How to Learn a Language?

The project "How to Learn a Language" (H2L2) offers experienced LESLLA education institutions the opportunity to delve intensively into the question of how learner-centeredness can be implemented. All institutions in the consortium work with people affected by multiple disadvantages (e.g. educational disadvantage, origin, first language, (or lack thereof) residency permit, religion, and learning difficulties. 
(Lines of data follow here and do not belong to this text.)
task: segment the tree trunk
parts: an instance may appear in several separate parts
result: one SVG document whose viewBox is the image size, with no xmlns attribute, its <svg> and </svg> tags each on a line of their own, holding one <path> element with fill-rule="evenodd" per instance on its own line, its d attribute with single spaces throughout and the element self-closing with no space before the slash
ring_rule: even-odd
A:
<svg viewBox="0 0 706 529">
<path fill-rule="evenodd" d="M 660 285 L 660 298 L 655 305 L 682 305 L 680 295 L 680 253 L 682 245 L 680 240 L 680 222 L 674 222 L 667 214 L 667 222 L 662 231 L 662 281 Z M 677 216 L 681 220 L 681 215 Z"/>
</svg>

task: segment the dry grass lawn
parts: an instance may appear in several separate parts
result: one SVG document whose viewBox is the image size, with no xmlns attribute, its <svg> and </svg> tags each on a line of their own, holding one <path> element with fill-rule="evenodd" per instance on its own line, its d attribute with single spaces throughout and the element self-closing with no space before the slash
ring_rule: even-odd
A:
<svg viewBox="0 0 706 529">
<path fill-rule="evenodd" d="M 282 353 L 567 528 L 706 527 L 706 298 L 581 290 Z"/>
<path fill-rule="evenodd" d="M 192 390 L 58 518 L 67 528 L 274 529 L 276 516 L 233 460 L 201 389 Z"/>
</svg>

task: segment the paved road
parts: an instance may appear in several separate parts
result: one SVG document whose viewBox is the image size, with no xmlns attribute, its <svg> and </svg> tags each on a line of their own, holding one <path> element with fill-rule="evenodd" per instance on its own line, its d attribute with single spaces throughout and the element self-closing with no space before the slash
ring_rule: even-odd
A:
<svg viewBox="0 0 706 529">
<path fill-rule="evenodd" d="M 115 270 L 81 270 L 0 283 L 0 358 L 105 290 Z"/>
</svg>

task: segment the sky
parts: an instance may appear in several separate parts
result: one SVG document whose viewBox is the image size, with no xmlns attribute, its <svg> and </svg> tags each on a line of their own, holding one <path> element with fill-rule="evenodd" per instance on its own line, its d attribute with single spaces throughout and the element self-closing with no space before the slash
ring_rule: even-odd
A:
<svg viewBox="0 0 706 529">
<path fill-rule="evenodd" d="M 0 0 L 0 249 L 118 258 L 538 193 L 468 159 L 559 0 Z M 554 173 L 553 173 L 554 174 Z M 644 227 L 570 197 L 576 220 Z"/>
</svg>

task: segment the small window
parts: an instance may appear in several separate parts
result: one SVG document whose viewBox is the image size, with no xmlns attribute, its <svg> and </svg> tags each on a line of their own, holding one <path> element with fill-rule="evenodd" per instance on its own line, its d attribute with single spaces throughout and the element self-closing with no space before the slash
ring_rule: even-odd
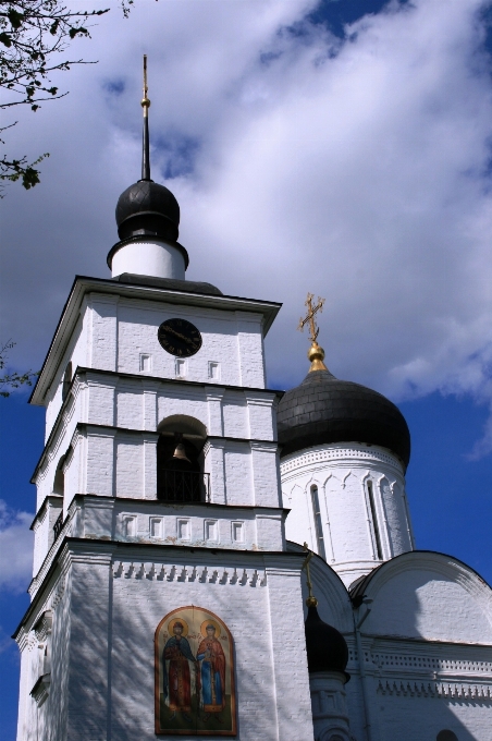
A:
<svg viewBox="0 0 492 741">
<path fill-rule="evenodd" d="M 208 377 L 212 380 L 220 380 L 220 363 L 211 361 L 208 364 Z"/>
<path fill-rule="evenodd" d="M 185 378 L 186 361 L 176 360 L 176 378 Z"/>
<path fill-rule="evenodd" d="M 137 519 L 133 514 L 124 514 L 121 519 L 123 537 L 135 537 L 137 534 Z"/>
<path fill-rule="evenodd" d="M 232 523 L 232 539 L 234 543 L 244 542 L 244 527 L 242 522 Z"/>
<path fill-rule="evenodd" d="M 72 382 L 72 362 L 70 362 L 63 374 L 63 386 L 62 386 L 62 401 L 66 399 L 70 391 L 70 385 Z"/>
<path fill-rule="evenodd" d="M 376 540 L 376 552 L 378 555 L 378 559 L 380 561 L 383 560 L 383 551 L 381 548 L 381 536 L 379 533 L 379 525 L 378 525 L 378 518 L 376 515 L 376 503 L 374 503 L 374 491 L 372 488 L 372 482 L 368 481 L 367 483 L 367 493 L 369 495 L 369 507 L 371 508 L 371 518 L 372 518 L 372 527 L 374 531 L 374 540 Z"/>
<path fill-rule="evenodd" d="M 217 543 L 218 540 L 218 522 L 217 520 L 205 521 L 205 539 Z"/>
<path fill-rule="evenodd" d="M 321 558 L 327 560 L 324 552 L 324 537 L 323 537 L 323 525 L 321 521 L 321 511 L 319 506 L 318 487 L 311 486 L 311 501 L 312 501 L 312 514 L 315 517 L 315 530 L 316 530 L 316 543 L 318 546 L 318 554 Z"/>
<path fill-rule="evenodd" d="M 150 373 L 152 369 L 152 356 L 140 354 L 140 372 Z"/>
<path fill-rule="evenodd" d="M 439 731 L 435 741 L 458 741 L 458 737 L 453 731 Z"/>
<path fill-rule="evenodd" d="M 162 538 L 163 524 L 162 518 L 150 518 L 150 537 Z"/>
</svg>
All institutions in the consortium work with a diverse group of learners with multiple challenges, like (lack of) residency permit and educational disadvantage. In ten-week courses, learners and course instructors together develop and evaluate language learning strategies in a co-creative process, including memory strategies, self-narration as a basis for self-efficacy, ‘Bringing the outside in’ (where learners bring authentic reading and listening texts from their daily lives into the classroom), portfolio strategies and digital learning strategies (such as the use of Google Lens and other helpful tools), etc.

Memory Strategies

In the first pilot course implemented by Orient Express in Vienna, we had the opportunity to extensively discuss how memory can be impaired, as long as concerns about the family's financial situation, refugee status in Austria, or the physical survival of remaining family members in war zones burden daily life. This form of psychoeducation emphasizes that it is a fundamentally sensible strategy of the body and the brain to limit oneself to the survival necessary in dangerous situations. This created a good basis for dealing with supportive learning factors in a perceived safe learning environment. As the next step, we jointly analyzed how it can be successful to create a framework outside of class in which learning and repetition can take place (at least to a small but regular extent). After some consideration, we initially worked with the conventional but proven method of vocabulary cards, which were filled out by the learners themselves. For this purpose, the learners took photographs of interesting objects in their households, etc., and sent them via a WhatsApp group specifically set up for this course. The course instructor prepared vocabulary picture cards, which were completed together in class. Over the course of the pilot, other approaches and techniques were added, such as relaxation exercises (linked to vocabulary work), the "Audiovisual Dictionary" (videos created and sent after each lesson, showing the picture cards and speaking the corresponding term in the second language, German), or the "sensory library" (objects brought in on a theme selected by the learners).

In our perception, the participants greatly benefited from actively contributing to lesson planning and becoming familiar with strategies that strengthen memory. The repetition of selected memorization techniques was particularly advantageous and as learners became more autonomous over time. The fact that the pilot course was conducted by an instructor who could speak the participants' first languages, Farsi and Arabic, added another valuable dimension.

Partnership

H2L2 is an Erasmus+ KA2-strategic partnership in which the following organizations take part: Second Chance School of Mytilene (Greece), Orient Express (Austria), C.P.I.A. Sede di Ancona and Universita Degli Studi Di Macerata (Italy), TopTaal NT2 Experts, Kaatje Dalderop and ITTA UvA (The Netherlands).